Wczoraj Wiktor Orban spotkał się z Jarosławem Kaczyńskim i Mateuszem Morawieckim (potem doproszono jeszcze Ziobrę i Gowina).
W sprawie veta dla budżetu europejskiego na lata 2021 - 2027.
Trzech ludzi, czyli Kaczyński, Orban i Ziobro ( Morawiecki to tylko bezwolny wykonawca politycznych poleceń, o Gowinie nie wspomnę) postanowiło pozbawić 400 mln Europejczyków środków finansowych które są im niezbędne do walki że skutkami pandemii z jaką świat nie zmagał się od czasów hiszpanki.
Dlaczego to robią ?
Twierdzą, że dla dobra Unii Europejskiej.
Żeby Polska i Węgry nie straciły suwerenności.
Jaka jest tymczasem prawda ?
Prozaiczna i pragmatyczna.
Jeśli idzie o Orbana...
Stworzył układ towarzysko rodzinny który wyprowadza środku unijne.
Lajos Simicska, były współzałożyciel rządzącej partii Fidesz oraz jej skarbnik, Lorinc Mészáros - kolega z rodzinnej wsi Orbana to tylko dwaj biznesmeni którzy dzięki ustawianym przetargów publicznym stali się oligarchami.
Mészáros zostal najbogatszym Węgrem w 2020 roku.
István Tiborcz, zięć premiera Orbána, wygrał przetarg na montaż LED-owego oświetlenia ulicznego. Warta 40 mln euro inwestycja była współfinansowana z Funduszu Spójności. Firma Tiborcza nie miała żadnego doświadczenia w tego typu przedsięwzięciach, zaskakująco jednak wygrywała tam, gdzie akurat rządzili politycy Fideszu. Po fakcie okazało się, że oferta firmy zięcia premiera była średnio droższa o ponad 50 proc. od zwykłej ceny rynkowej. W dodatku wymiana oświetlenia nie obniżyła kosztów zużycia prądu w gminach, a miał to być główny powód jego wymiany.

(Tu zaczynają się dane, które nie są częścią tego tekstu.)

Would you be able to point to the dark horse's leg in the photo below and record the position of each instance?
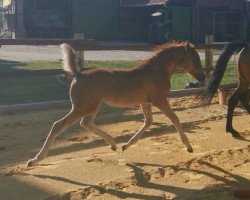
(245, 100)
(232, 102)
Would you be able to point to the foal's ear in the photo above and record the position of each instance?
(188, 45)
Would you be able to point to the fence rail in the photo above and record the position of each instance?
(83, 45)
(92, 45)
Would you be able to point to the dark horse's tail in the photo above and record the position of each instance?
(214, 80)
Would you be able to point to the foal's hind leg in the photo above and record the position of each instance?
(88, 123)
(147, 112)
(245, 100)
(164, 106)
(57, 128)
(232, 102)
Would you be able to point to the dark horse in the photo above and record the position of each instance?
(242, 93)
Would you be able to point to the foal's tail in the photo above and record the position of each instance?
(214, 80)
(69, 64)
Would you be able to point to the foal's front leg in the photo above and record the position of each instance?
(147, 112)
(164, 107)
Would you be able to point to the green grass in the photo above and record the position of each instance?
(49, 88)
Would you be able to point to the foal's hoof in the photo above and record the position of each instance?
(32, 162)
(236, 135)
(113, 147)
(190, 150)
(124, 147)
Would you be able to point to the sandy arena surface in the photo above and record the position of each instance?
(81, 166)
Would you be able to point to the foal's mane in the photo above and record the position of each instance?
(164, 47)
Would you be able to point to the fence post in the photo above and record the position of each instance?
(209, 40)
(79, 54)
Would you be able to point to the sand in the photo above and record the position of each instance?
(81, 166)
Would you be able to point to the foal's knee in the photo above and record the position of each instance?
(148, 122)
(57, 127)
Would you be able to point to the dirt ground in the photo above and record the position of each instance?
(82, 166)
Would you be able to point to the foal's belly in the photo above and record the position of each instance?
(125, 102)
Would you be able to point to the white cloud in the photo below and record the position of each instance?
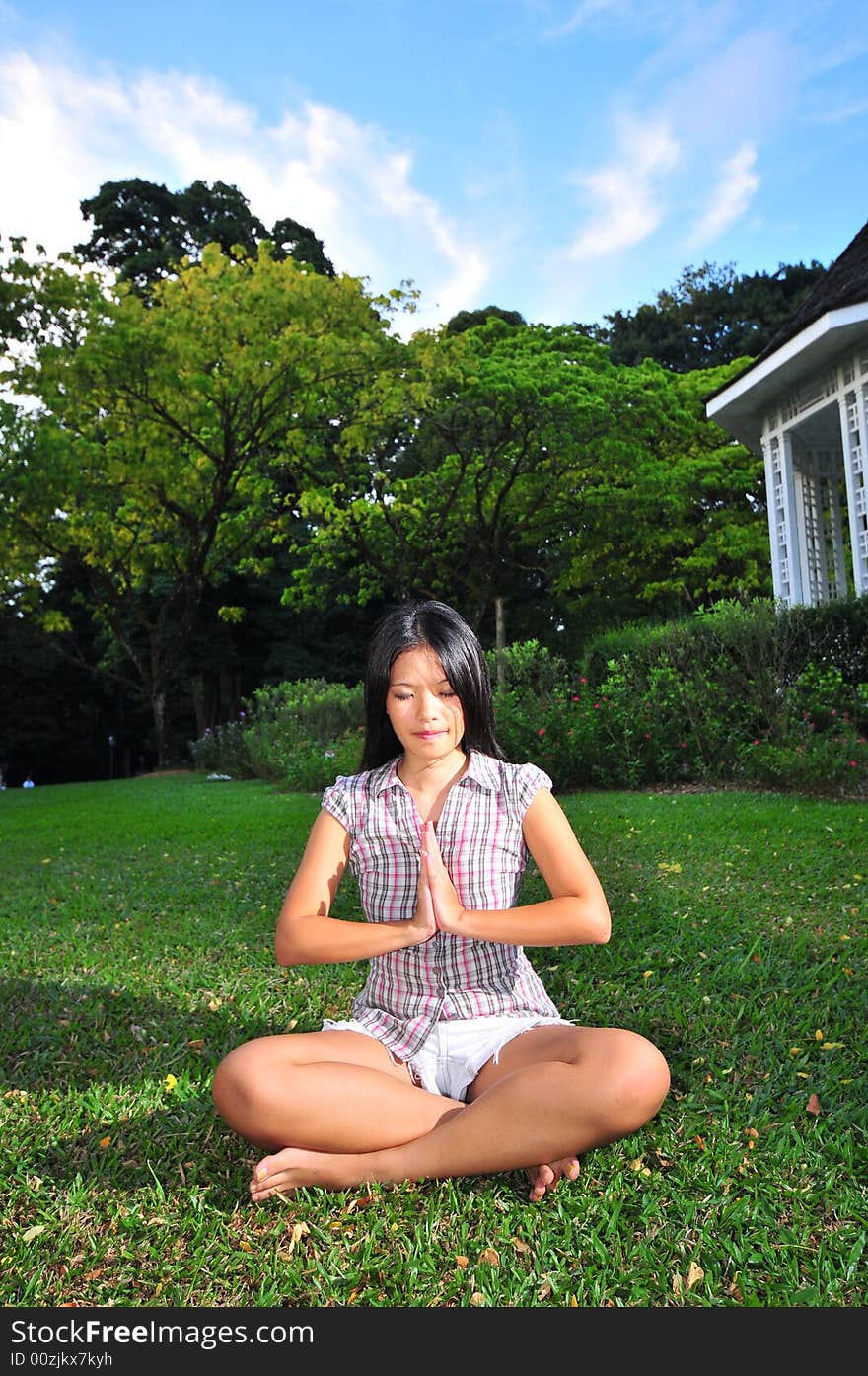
(624, 195)
(63, 132)
(731, 197)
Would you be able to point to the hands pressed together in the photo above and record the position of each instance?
(438, 905)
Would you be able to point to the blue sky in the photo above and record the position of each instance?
(558, 157)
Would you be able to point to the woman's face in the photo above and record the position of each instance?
(422, 707)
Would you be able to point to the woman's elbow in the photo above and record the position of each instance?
(597, 925)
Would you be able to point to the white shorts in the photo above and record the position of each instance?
(456, 1050)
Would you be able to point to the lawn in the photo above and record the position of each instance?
(138, 919)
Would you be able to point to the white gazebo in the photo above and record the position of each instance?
(802, 404)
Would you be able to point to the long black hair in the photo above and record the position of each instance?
(442, 629)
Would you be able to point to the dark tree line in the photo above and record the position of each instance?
(145, 234)
(711, 316)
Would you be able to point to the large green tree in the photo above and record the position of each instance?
(168, 448)
(672, 522)
(544, 483)
(143, 232)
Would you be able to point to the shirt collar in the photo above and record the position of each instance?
(481, 769)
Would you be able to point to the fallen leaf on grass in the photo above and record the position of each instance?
(297, 1233)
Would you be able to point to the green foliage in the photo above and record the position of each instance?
(724, 696)
(171, 441)
(302, 734)
(711, 316)
(147, 233)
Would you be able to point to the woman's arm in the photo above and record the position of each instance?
(577, 913)
(306, 934)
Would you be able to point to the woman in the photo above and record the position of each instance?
(456, 1061)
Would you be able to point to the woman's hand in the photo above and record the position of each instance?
(422, 923)
(445, 902)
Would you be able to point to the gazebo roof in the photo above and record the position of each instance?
(832, 313)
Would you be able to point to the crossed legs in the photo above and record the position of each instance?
(351, 1115)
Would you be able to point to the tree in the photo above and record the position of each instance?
(680, 522)
(143, 232)
(171, 445)
(479, 495)
(470, 320)
(710, 317)
(543, 479)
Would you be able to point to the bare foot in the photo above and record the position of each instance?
(286, 1170)
(543, 1178)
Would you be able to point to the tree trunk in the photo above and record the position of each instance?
(499, 637)
(159, 706)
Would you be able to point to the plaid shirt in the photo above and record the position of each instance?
(480, 839)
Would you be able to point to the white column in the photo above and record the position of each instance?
(790, 523)
(853, 432)
(770, 455)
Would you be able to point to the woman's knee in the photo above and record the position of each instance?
(237, 1079)
(644, 1080)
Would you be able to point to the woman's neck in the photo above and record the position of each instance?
(429, 777)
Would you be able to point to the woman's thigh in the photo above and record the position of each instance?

Sprawą zajmuje się OLAF , unijna instytucja ds. nadużyć finansowych, i choć ma wiele zastrzeżeń dotyczących przetargu, to nie może zrobić więcej, niż prosić węgierską prokuraturę o wszczęcie śledztwa w tej sprawie. Śledczy jednak podporządkowani są węgierskiemu ministerstwu sprawiedliwości. Na razie żadna sprawa wobec Tiborcza nie ruszyła.
Zarówno Parlament Europejski, jak i Komisja Europejska są świadome, że trudno jest walczyć z nadużyciami, gdy w grę wchodzą środki unijne, bo Bruksela zdana jest na łaskę krajowych prokuratur decydujących o tym, czy rozpoczynać śledztwa.
To jest prawdziwy powód veta Wiktora Orbana.
W przypadku Kaczyńskiego i Ziobry powód jest inny.
Tu chodzi o notoryczne łamanie prawa polskiego przez partię rządzącą i ministerstwo kierowane przez Ziobrę.
O praworządność nazywaną przez polityków ZP "Tak zwaną praworządnością ".
Przykłady mrożna mnożyć.
Zniszczenie TK.
Powołanie neoKRS złożonej w większości z nominatów politycznych wbrew Konstytucji.
Skrócenie kadencji I Prezes SN.
Upolitycznienie systemu sądowniczego.
Powołanie Izby Dyscyplinarnej w SN zakwestionowanej przez TSUE.
Etc...etc ...
Dlatego też Politycy ZP niczym diabeł święconej wody, boją się powiązania wypłat środków unijnych z praworządnością, notorycznie nazywaną przez nich "tak zwaną praworządnością ".
I dlatego są w stanie posunąć się do tego, żeby na zakładników swoich politycznych interesów wziąć 38 mln Polaków i 400 mln Europejczyków czekających w dobie pandemii na miliardy że wspólnej unijnej kasy.